Docente – desideravo sapere se – come sostiene il mio D.S. – nella scuola secondaria di II grado è obbligatorio per i docenti formulare a fine di ogni quadrimestre un giudizio per ciascun allievo in ogni disciplina a supporto del voto proposto al CdC, nonostante siano state regolarmente approvate ad inizio anno tutte le griglie di valutazione relative ad ogni disciplina scritta e/o orale. Come se non bastasse formulare una media di 100 giudizi per insegnante, si pretende una relazione sulla classe da ciascun docente, anche nel primo quadrimestre. Non avendo trovato nulla in merito sulle circolari che conosco, chiedo lumi a voi su eventuali normative da poter citare in caso di contestazioni d’addebito. Vi ringrazio anticipatamente per il preziosissimo lavoro che svolgete per tutti noi.

Paolo Pizzo – Gentilissimo Docente,

il riferimento normativo tuttora in vigore e a sostegno della tesi del Dirigente è l’art. 79 del R.D. 653/1925 il quale prescrive che “I voti si assegnano, su proposta dei singoli professori, in base ad un giudizio brevemente motivato desunto da un congruo numero di interrogazioni e di esercizi scritti, grafici o pratici fatti in casa o a scuola, corretti e classificati durante il trimestre o durante l’ultimo periodo delle lezioni ”.

A questo riferimento aggiungiamo quanto segue:

L’art. 4/4 del DPR 275/99 indica che nell’esercizio dell’autonomia didattica le istituzioni scolastiche “individuano le modalità e i criteri di valutazione degli alunni nel rispetto della normativa nazionale”;

L’art. 13/3 dell’O.M. n. 90/2001 stabilisce qual è l’organo collegiale preposto ad occuparsi in materia di valutazione all’interno dell’istituzione scolastica: “Il collegio dei docenti determina i criteri da seguire per lo svolgimento degli scrutini al fine di assicurare omogeneità nelle decisioni di competenza dei singoli consigli di classe”.

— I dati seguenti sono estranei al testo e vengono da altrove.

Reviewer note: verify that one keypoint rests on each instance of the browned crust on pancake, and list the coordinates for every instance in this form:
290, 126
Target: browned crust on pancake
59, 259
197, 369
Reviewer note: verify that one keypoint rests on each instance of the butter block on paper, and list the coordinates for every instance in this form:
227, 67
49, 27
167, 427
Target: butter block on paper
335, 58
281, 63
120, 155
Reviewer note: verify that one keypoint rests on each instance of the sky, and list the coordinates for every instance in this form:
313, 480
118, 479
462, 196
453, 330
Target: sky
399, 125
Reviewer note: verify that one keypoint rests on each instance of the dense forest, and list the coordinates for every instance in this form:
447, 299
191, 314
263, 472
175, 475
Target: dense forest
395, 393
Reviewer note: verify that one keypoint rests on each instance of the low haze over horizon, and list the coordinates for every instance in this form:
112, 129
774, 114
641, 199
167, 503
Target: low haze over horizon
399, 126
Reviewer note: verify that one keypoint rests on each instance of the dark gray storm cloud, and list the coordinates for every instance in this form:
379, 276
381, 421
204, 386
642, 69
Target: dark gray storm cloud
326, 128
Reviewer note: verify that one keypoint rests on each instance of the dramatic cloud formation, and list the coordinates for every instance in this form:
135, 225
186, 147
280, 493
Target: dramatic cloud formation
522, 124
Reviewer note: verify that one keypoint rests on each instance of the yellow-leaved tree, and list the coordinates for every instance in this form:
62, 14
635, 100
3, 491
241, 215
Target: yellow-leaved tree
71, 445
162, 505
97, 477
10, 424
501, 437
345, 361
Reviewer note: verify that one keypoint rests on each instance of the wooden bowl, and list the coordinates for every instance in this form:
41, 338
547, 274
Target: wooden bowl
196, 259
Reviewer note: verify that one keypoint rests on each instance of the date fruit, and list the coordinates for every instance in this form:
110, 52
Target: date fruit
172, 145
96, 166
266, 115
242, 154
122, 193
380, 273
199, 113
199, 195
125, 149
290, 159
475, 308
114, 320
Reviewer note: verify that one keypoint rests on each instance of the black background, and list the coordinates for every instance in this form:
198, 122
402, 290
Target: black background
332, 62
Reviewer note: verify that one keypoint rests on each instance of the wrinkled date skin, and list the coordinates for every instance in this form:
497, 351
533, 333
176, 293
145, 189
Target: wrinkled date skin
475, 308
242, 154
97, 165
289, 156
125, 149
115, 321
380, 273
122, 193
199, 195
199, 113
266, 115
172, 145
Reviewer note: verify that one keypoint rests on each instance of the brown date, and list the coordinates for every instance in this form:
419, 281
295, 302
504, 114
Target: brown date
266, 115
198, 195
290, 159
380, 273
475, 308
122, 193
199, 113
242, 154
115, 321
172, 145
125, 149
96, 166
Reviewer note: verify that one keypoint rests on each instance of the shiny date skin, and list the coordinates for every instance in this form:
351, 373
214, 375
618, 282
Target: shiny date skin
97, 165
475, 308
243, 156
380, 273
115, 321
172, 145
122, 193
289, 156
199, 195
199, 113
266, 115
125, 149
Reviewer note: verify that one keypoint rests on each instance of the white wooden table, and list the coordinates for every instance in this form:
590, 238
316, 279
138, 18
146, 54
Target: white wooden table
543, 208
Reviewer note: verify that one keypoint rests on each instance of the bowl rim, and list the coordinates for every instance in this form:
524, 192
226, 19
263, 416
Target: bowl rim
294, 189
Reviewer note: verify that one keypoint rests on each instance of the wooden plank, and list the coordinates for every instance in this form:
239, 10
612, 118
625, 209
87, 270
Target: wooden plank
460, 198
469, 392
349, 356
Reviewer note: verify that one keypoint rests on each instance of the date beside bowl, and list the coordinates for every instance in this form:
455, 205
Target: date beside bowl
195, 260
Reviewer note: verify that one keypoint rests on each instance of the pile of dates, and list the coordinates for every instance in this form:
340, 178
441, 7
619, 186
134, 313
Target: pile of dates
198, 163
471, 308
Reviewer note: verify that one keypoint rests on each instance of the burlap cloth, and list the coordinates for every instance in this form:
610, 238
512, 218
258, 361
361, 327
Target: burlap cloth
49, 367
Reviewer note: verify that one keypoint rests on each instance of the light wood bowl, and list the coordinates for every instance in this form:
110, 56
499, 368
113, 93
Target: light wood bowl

I criteri che si deliberano debbono essere tenuti presenti dai Consigli di classe in sede di valutazione periodica e finale.

A parere di scrive, in alternativa al  giudizio brevemente motivato per ogni allievo il docente può anche crocettare le aggettivazioni riferite alla conoscenza, comprensione, applicazione, analisi e sintesi o altre aggettivazioni presenti nel registro personale.

Tuttavia, dal momento che dal quesito si evince che avete deliberato dei criteri per l’attribuzione dei voti e questi sono adottati da tutti i consigli di classe, a mio avviso il giudizio brevemente motivato potrebbe essere limitato, soprattutto in sede di scrutinio finale, solo per i voti insufficienti e che andranno a determinare la non promozione dell’allievo alla classe successiva o all’esame. Ciò per una maggiore tutela in caso di contestazione della decisione assunta dal consiglio di classe.

In conclusione, nel caso esposto potete tranquillamente fare riferimento alle griglie di valutazione relative ad ogni disciplina scritta e/o orale che avete deliberato ad inizio anno. Tali griglie, anche se fanno parte integrante del POF, potranno essere allegate al verbale della seduta del consiglio di classe.